Gregory Millman of The Wall Street Journal writes about the time that the Internal Revenue Service secretly obtained his phone records.
Millman writes, “My first-hand experience of this came when agents of the Secret Service (then part of the Treasury Department, now part of the Department of Homeland Security) appeared at my door in 1991. I was a freelance journalist at the time, and had written a story about a tax issue for a now-defunct magazine called ‘Corporate Finance.’ Two agents in suits knocked on my back door one autumn day as the children were sitting down to lunch, came in and urged me to identify my sources for the story, in which I had cited an Internal Revenue Service memo. When I refused to identify anyone, the agents told me I could wind up spending five years in prison. I didn’t know at the time that they already had a record of every phone call I had made.

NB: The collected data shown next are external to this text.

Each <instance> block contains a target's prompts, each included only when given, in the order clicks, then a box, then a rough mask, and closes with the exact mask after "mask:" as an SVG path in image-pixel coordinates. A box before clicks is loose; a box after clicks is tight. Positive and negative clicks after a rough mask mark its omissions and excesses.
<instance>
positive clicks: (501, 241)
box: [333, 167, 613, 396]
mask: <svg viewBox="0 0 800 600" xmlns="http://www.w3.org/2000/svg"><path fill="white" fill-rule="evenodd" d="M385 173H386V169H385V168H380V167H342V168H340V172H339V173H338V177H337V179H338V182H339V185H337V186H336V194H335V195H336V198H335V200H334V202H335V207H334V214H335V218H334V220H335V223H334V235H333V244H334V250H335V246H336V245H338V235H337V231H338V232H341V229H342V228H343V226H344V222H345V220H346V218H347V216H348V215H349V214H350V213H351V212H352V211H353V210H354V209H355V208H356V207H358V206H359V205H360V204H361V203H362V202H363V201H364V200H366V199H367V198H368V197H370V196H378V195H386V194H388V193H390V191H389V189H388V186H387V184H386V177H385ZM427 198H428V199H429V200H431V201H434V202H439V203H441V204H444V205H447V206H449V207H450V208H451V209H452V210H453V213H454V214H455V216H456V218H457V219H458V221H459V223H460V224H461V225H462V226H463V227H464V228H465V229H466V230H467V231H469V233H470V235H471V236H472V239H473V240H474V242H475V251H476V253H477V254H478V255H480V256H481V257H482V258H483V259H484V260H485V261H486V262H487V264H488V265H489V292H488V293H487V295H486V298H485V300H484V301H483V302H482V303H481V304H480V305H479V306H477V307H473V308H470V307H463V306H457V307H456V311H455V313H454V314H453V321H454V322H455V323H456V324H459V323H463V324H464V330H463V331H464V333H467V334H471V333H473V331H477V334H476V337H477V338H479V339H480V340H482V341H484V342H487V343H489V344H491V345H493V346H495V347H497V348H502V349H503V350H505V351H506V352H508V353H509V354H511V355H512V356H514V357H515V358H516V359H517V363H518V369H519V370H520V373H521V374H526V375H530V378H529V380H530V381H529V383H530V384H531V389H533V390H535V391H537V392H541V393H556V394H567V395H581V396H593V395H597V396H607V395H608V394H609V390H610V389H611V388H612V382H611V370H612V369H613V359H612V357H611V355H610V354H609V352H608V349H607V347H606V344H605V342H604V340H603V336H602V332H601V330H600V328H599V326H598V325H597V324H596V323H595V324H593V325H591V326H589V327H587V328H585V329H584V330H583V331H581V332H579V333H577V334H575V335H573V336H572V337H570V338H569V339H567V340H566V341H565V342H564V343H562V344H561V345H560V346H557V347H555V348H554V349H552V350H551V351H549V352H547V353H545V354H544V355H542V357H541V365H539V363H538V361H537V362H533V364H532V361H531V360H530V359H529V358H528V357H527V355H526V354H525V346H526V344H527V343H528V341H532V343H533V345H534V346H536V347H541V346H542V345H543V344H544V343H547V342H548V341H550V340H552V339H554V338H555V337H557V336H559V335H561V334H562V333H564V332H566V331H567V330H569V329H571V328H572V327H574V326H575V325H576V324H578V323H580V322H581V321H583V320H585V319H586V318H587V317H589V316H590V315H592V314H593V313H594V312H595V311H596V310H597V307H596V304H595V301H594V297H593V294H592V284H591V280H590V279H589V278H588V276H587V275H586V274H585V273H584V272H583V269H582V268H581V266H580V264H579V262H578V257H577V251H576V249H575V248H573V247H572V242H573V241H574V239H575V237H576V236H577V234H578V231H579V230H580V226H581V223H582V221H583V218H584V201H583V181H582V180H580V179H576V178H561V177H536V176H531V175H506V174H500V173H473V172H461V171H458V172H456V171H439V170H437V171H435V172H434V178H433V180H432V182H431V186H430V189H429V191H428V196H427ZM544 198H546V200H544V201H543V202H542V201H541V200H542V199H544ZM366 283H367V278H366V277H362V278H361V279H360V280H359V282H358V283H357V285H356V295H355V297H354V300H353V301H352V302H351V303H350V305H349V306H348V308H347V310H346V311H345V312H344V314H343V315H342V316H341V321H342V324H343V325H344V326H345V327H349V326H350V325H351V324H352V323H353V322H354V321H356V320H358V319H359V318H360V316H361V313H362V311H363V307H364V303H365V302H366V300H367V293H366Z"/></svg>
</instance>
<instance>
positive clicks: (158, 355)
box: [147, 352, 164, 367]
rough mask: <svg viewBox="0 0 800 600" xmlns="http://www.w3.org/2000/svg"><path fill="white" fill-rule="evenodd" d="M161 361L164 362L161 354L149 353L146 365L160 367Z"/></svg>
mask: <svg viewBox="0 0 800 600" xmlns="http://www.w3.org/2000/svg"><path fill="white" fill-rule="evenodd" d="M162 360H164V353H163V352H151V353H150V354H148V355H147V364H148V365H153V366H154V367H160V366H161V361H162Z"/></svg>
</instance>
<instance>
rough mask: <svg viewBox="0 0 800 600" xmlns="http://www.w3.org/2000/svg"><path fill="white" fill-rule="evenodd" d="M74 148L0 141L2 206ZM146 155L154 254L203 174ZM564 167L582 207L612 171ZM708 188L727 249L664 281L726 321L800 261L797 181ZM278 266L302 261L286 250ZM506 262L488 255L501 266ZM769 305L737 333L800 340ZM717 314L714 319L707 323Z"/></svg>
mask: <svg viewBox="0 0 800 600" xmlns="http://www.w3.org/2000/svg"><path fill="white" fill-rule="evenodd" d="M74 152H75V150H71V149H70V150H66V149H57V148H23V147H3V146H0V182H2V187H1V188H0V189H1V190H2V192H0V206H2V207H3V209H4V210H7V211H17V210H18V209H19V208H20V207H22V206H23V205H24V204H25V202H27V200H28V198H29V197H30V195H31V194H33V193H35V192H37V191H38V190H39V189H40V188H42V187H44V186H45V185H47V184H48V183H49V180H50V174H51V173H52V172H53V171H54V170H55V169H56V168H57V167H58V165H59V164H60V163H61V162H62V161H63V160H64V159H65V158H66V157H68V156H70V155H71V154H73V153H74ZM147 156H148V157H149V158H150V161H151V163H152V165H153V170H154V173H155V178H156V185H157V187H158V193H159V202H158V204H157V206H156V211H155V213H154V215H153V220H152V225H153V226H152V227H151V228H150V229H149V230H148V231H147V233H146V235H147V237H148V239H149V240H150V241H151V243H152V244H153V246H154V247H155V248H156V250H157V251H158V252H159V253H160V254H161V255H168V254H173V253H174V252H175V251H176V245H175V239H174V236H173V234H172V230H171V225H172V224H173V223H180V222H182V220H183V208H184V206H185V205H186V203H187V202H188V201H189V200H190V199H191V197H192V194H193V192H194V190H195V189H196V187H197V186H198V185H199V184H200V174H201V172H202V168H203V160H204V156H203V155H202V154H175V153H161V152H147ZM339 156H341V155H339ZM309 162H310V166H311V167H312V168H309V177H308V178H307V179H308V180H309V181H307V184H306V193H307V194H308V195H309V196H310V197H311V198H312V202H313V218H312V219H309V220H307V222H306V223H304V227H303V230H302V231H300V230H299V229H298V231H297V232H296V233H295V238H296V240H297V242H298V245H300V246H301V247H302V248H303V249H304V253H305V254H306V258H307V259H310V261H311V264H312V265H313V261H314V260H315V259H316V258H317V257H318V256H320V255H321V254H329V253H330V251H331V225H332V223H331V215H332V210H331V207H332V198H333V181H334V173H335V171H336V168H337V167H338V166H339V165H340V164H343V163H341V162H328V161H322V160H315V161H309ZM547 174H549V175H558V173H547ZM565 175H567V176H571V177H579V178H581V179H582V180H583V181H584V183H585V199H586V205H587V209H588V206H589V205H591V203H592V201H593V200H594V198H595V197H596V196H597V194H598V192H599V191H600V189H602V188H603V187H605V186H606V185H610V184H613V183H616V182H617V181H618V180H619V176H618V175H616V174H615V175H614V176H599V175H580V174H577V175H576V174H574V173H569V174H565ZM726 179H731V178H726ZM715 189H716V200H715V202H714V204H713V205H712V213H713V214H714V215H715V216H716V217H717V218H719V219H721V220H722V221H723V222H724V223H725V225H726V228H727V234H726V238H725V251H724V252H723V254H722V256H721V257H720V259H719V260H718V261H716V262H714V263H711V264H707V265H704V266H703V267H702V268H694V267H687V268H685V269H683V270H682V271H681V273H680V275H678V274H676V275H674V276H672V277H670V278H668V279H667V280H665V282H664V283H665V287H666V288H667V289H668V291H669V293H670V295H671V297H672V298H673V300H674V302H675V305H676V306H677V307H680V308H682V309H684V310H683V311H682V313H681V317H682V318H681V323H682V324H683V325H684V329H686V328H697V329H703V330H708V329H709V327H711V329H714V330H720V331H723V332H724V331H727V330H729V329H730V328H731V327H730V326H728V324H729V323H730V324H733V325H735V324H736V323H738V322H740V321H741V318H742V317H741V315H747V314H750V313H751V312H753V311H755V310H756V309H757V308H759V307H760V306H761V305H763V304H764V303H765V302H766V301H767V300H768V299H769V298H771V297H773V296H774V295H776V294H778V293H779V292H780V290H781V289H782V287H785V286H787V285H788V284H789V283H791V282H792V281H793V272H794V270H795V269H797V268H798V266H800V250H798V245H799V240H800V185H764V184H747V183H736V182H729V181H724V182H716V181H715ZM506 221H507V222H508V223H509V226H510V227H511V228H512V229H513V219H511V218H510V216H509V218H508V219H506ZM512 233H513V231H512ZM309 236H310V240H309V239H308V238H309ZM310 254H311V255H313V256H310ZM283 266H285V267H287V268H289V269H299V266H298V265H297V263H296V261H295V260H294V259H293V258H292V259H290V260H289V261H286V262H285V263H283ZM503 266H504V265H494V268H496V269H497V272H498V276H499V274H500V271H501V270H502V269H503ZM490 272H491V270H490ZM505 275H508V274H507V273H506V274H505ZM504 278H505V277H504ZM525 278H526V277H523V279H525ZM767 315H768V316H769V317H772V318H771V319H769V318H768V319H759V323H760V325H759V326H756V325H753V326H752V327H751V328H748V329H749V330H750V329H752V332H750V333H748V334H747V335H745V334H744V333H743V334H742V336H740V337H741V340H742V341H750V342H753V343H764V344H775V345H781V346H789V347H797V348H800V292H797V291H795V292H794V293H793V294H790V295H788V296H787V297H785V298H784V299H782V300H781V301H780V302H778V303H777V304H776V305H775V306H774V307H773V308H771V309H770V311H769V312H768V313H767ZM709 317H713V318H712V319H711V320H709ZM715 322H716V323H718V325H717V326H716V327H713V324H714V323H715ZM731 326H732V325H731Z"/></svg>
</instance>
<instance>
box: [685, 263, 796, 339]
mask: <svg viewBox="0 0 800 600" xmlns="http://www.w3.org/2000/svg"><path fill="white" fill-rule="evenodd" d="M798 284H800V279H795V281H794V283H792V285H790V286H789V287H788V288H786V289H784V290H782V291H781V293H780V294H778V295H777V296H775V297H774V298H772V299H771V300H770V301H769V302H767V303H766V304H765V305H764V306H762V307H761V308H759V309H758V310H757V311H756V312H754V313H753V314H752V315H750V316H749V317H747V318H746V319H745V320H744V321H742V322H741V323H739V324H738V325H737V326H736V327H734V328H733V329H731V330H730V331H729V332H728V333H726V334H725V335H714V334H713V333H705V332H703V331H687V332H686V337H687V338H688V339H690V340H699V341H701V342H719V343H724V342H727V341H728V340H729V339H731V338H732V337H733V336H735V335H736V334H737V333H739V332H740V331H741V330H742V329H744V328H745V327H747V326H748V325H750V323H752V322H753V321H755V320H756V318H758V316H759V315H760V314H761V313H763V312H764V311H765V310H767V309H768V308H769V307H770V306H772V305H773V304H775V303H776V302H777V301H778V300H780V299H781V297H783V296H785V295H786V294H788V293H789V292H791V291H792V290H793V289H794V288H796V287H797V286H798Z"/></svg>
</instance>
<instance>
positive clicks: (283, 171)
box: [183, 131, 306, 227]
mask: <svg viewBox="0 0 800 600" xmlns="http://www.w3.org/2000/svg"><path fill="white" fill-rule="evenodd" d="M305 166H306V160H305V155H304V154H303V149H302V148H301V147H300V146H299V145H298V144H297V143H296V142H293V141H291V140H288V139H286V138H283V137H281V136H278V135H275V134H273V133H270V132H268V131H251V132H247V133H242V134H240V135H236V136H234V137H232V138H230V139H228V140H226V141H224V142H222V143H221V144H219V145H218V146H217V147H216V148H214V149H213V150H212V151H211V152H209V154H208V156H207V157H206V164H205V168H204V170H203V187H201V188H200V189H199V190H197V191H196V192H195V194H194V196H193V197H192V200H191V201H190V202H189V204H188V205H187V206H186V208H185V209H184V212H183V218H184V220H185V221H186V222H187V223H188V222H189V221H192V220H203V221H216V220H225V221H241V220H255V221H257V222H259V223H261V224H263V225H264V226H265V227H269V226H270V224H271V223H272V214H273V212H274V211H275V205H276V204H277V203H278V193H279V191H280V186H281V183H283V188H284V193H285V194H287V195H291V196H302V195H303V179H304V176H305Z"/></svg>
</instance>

“At the request of the IRS, my telephone company had already turned over my phone records covering an unspecified period, and agents had been at work identifying calls to numbers they thought might be leads. They seem to have thought my source was in the Washington-Maryland area, because after finding numbers I had called in that area they went after the records of calls made from those numbers, as holders of those numbers later told me. That’s how they happened to scoop up the phone records of a home builder, a trade association of corporate finance officers, an old friend who happened to live in Washington, D.C., and the Alicia Patterson Foundation, which supports investigative journalism and which I had called to discuss a fellowship. None of these people or organizations had anything to do with the story at issue, and none learned until long afterward that IRS investigators had been secretly riffling through records of all their phone calls.
“I never received any official notice about that either. My attorney only learned of it accidentally. In what may be another good example of government waste and duplication, several months after the IRS had started going through the phone records, the Department of Justice launched its own investigation. In keeping with the DOJ’s policy, in mid-January of 1992 I got a notice that it wanted my records. We went to court to fight, lost, and the records were in the hands of the prosecutors by the end of the month. In the course of our fight, my attorney learned from my phone company that it had already turned the records over to the IRS months before.”